About openGemini
Introduction
OpenGemini is a global open-source cloud-native distributed time series database designed and developed by HUAWEI CLOUD Database Innovation Lab . It provides standalone and distributed versions with excellent read and write performance and efficient data analysis capabilities. Supports mainstream development languages and multi-form deployment (such as cloud, Docker, and physical machine), integrates storage and analysis, and is easy to expand.
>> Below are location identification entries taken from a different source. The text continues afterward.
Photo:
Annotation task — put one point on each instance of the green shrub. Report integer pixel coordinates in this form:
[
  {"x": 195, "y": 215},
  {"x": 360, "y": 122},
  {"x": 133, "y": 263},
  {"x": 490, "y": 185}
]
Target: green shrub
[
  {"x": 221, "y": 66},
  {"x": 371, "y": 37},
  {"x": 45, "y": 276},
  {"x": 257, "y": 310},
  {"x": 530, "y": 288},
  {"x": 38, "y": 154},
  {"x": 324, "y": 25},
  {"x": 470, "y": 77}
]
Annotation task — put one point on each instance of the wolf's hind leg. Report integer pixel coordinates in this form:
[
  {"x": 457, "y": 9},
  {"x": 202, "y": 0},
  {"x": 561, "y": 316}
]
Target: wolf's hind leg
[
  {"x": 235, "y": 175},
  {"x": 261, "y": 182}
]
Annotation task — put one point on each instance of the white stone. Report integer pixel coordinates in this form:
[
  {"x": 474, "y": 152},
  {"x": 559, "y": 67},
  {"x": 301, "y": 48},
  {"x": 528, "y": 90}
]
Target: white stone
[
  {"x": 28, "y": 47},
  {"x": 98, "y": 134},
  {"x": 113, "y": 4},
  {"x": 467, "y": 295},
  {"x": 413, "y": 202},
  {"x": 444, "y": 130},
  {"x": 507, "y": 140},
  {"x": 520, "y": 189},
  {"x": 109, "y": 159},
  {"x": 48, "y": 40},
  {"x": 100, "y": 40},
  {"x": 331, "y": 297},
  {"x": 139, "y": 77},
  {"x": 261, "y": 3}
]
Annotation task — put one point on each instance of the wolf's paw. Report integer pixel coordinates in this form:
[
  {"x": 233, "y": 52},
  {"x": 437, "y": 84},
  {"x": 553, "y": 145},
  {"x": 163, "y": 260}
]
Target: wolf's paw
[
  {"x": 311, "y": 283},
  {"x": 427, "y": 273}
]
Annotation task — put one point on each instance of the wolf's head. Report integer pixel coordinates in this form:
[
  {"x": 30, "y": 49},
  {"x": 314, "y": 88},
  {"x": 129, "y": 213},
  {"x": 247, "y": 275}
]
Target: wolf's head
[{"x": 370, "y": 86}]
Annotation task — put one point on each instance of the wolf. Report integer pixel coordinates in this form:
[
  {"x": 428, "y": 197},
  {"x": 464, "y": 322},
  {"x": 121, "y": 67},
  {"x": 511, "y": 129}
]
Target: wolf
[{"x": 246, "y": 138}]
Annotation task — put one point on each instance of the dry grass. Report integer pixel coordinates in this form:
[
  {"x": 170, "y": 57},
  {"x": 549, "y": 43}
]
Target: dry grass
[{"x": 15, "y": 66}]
It is dedicated to efficiently storing and analyzing massive time series data in IoT and O&M monitoring scenarios to further reduce enterprise operation and O&M costs and improve product quality and production efficiency.
Five Core Features
High Performance
Store and query data quickly and efficiently with automatic partitioning, LSM-based storage techniques, and better data process engineering
High Scalability
Adopting MPP architecture, support distributed cluster deployment and can be flexibly expanded as business grows to meet higher load requirements.
High Cardinality
A new high cardinality storage engine solves problems such as excessive index memory usage and low read and write performance
Integrated storage and analysis
The built-in AI data analysis platform provides real-time anomaly detection capabilities for time series data and implements closed-loop management from data storage to data analysis.
Observability
All observability-data such as metrics, logs, and traces are stored in openGemini, simplifying the storage and analysis
Low Storage Costs
Column-based storage is used to provide efficient data compression algorithm. With the same data volume, the storage cost is only 1/20 of that of relational databases and 1/10 of that of NoSQL.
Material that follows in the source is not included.